Introduction to the Data

The purpose of this document is to analyze tweets that were made for two different NBA playoff games. The two games that took place were Boston Celtics vs. Milwaukee Bucks and Memphis Grizzles vs. Golden State Warriors. Both of these games were played on May 1st, 2022 with the Celtics vs. Bucks (referred to as Game 1) happening first and then Grizzles vs. Warriors (referred to as Game 2) happening directly after that. I collected the 500 most recent tweets for each team the night after the games were over. The reason I collected them that night was to see people’s reactions to their team winning or losing, along with trying to avoid all of the ads to watch the game on TV and having those tweets not provide a lot of insight. I used the Twitter API to pull all of the tweets for these two playoff games. With the data that I gathered, I will conduct some sentiment analyses on them to see if there is a difference between the games.

** Data does not contain retweets

Analyses and Comparisons

Question 1: Which words did people use the most throughout the games?

The tables and graphs below show the number (n) of times that a word was used for each game. I filter words that were used more that 50 times to be represented on the graphs. The first table shows the game between the Celtics and the Bucks. It does not come as a surprise that the most used word was ‘bucks’. This is because the Bucks won the game and people were talking about how they were able to win Game 1 of the Eastern Semifinals on the road in Boston. People will want to talk about the winning team more and this is proven in the first table for the Bucks. Not only is this proven in the first table but also the second table. The Warriors were able to pull off a come from behind win on the road against the Grizzles, leading to ‘warriors’ as the top word that people were using.

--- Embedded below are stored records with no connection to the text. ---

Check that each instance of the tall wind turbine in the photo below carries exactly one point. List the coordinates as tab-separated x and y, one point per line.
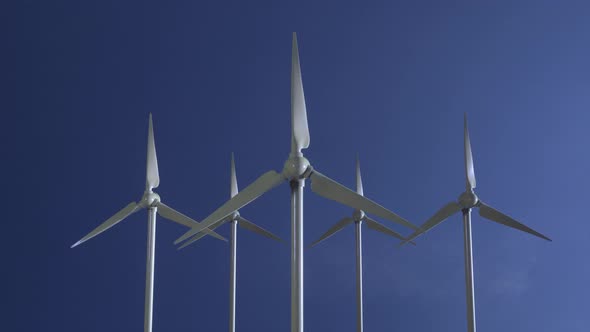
467	201
296	169
358	216
150	201
234	219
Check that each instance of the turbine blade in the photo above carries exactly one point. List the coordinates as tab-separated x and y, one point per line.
243	222
171	214
359	180
200	235
469	170
152	175
492	214
333	230
233	180
300	131
374	225
440	216
119	216
192	240
263	184
330	189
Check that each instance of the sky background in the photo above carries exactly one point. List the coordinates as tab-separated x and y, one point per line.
387	79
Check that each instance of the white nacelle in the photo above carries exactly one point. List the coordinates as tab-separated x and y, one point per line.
295	167
468	199
150	199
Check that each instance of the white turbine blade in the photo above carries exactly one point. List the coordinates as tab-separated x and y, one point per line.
359	180
440	216
469	170
333	230
492	214
243	222
192	240
234	179
330	189
200	235
300	131
152	175
119	216
171	214
374	225
263	184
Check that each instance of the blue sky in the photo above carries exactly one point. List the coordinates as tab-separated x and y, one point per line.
389	80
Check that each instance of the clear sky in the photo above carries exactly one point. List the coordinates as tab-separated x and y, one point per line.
387	79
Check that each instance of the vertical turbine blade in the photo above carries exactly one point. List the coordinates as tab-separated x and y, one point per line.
359	180
300	131
152	175
469	171
234	180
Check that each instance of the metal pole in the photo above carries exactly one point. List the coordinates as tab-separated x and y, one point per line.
297	255
232	277
149	273
469	271
359	276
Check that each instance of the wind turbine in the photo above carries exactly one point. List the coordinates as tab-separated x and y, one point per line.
467	201
234	219
358	216
296	169
150	201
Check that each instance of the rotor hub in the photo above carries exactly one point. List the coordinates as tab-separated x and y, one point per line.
150	199
358	215
468	199
234	215
295	167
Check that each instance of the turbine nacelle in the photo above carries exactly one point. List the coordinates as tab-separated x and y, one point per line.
234	216
468	200
150	199
296	167
358	215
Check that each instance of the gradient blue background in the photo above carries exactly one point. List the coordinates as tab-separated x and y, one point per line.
390	80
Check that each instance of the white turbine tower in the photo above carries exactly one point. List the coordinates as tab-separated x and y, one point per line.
358	217
467	201
296	169
235	219
150	201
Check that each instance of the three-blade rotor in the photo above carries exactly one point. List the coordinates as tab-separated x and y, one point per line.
469	200
297	167
358	216
149	199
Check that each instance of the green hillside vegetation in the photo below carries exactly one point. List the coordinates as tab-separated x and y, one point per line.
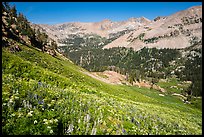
46	94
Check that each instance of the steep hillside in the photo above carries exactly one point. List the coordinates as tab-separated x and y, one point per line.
178	31
46	94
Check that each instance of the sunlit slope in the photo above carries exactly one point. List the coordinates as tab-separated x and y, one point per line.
46	95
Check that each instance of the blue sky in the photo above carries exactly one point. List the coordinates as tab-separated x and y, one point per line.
61	12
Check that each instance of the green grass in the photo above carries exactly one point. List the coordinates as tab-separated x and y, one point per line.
173	85
46	95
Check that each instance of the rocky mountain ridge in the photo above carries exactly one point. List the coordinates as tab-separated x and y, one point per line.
179	30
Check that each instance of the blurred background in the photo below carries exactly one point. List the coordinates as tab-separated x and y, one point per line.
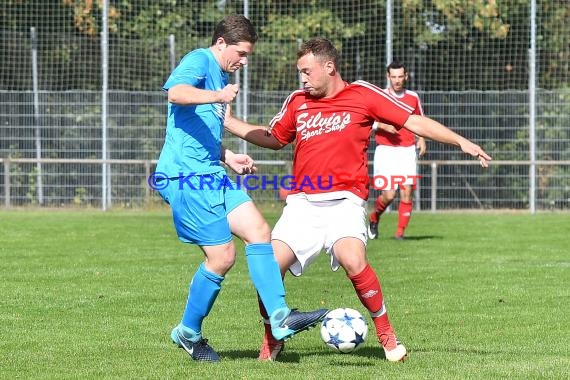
82	113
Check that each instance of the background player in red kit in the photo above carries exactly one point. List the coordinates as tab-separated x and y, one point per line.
395	155
330	122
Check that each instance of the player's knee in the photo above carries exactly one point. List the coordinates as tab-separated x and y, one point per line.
260	232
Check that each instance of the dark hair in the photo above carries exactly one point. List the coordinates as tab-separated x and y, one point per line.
235	29
322	49
396	65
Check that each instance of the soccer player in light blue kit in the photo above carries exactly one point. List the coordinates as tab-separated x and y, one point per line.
207	207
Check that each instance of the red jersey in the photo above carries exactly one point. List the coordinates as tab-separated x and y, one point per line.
403	137
332	136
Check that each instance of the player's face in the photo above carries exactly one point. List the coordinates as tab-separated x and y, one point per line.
397	78
233	57
314	75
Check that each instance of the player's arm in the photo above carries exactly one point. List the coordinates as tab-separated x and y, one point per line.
238	162
255	134
426	127
186	95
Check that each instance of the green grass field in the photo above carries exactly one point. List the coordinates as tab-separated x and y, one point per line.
87	294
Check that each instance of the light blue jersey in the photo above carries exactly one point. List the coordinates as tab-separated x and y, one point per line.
194	133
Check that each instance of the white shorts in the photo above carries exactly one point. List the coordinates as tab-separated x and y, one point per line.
309	227
394	165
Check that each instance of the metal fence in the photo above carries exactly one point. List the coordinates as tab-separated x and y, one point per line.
74	132
68	169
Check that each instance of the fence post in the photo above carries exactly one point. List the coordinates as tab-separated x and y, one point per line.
7	183
433	186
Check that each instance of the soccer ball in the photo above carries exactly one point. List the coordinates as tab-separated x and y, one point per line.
344	329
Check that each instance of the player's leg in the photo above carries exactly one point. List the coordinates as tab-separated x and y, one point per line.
404	210
351	256
349	251
406	158
249	225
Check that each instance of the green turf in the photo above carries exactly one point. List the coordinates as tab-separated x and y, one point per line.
87	294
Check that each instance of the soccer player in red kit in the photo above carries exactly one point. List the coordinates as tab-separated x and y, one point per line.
395	156
330	122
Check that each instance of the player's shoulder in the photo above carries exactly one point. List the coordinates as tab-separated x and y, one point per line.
412	93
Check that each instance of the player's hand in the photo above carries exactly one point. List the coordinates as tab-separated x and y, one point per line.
476	151
421	146
228	93
240	163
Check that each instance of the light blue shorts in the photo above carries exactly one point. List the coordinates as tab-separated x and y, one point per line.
200	205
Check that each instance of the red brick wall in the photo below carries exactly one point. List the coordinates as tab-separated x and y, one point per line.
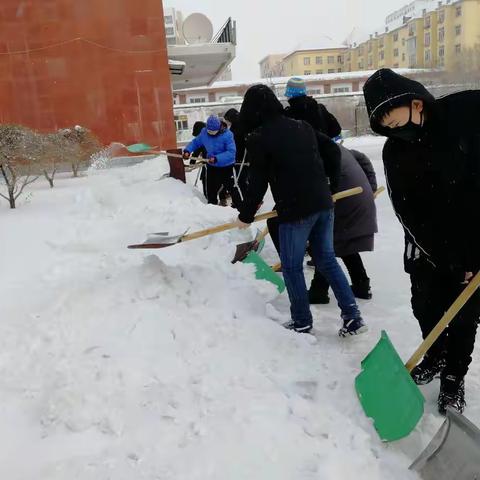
101	64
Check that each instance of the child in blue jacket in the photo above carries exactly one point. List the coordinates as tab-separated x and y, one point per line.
221	152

One other thing that I found interesting is that for all of the teams their mascot names were just more then where they are from. The closest team for this to be 1:1 was the Memphis Grizzlies with grizzlies used 643 times and Memphis used 632 times.

Some other words that were seen across does games were NBA, game (referring to game 1 of the playoffs), playoffs, win, nbaplayoffs, and words of that nature. The only words that were different were based off of the game. For example, different players names that were playing well or ejection in the case of the Grizzlies vs. Warriors games because Draymon Greene got ejected in the second quarter.

Question 2: Were there words that affected sentiment the most?

For my next question, I wanted to see if there were certain words that were helping drive a more positive or negative sentiment for each game. In order to do this, I used the bing lexicon to help score each of the words based on how positive or negative they are.

As you can see, there were some words that affected the sentiment more than others. Now are these words accurate of how they are used within the context of basketball? The answer is yes and no. Those that are correct within the scope of basketball for Game 1 were words like win, victory, smart, advantage, missed, loss, and losers. Win is the top word that drove sentiment that was taken in the right context. The reason why free and golden are not are because free is most likely referring to a free throw, which in some instance can be taken as a positive but that is not always the case and the reasoning for golden is because of the Golden State Warriors and that being their name. It is also interesting that golden was the second most positive when it comes to sentiment because they were not even playing in this game. I would have to assume this is because some people were talking about all of the teams in the playoffs. From the negative sentiment perspective there is really only one word that may not belong and that is defensive. This is not talking about someone being defensive toward another but rather they are playing defense and people are talking about that aspect of the game.

Now for Game 2, we see some of the same things that we saw from the graph of Game 1. The only major difference is that golden played a heavier factor on the positive sentiment for the game. This would be due to them playing in the game and more and more people were talking about them as they played. Like game 1, there were some words that surprised me as being positive or negative. These words would include defeated/defeat as a positive and bane, steal, and defensive as negatives. The only reason why defeated/defeat would be positive is if it was referring to Golden State winning the game and defeating the Grizzles, and in this case would be positive for one and negative for the other. Moving on to the negative words that I found surprising. Bane is one that some people might not know because it is a last name of one of the players on the Grizzlies and probably should not be in this analysis. Defensive, again is similar to what happen in the Game 1 graph. It is referring to the defensive that the teams are playing and not necessarily a negative sentiment that goes along with it.

Question 3: Where in the tweet did these words occur?

My final question dealt with where in the tweet each word occurred and the sentiment that goes along with those groups and if this varied for the games that were played.

There was a clear difference when it came to the two games. The tweets from Game 1 had a higher sentiment score at the end of each tweet, whereas for Game 2 they had higher scores toward the middle of the tweet. For Game 1, Boston was very low in score for the beginning or middle of the tweet but then shot up as it got toward the end of the tweet. This was similar to Milwaukee but there scores were always higher and rose as we got further in the tweet. Looking at Game 2, like I said before, is a different story than Game 1. We see more positive score in the middle of the tweet, with the end being lower that the middle but higher than the beginning. I found these two graphs to be interesting because the two teams for each game were similar but the two games were very different that on another.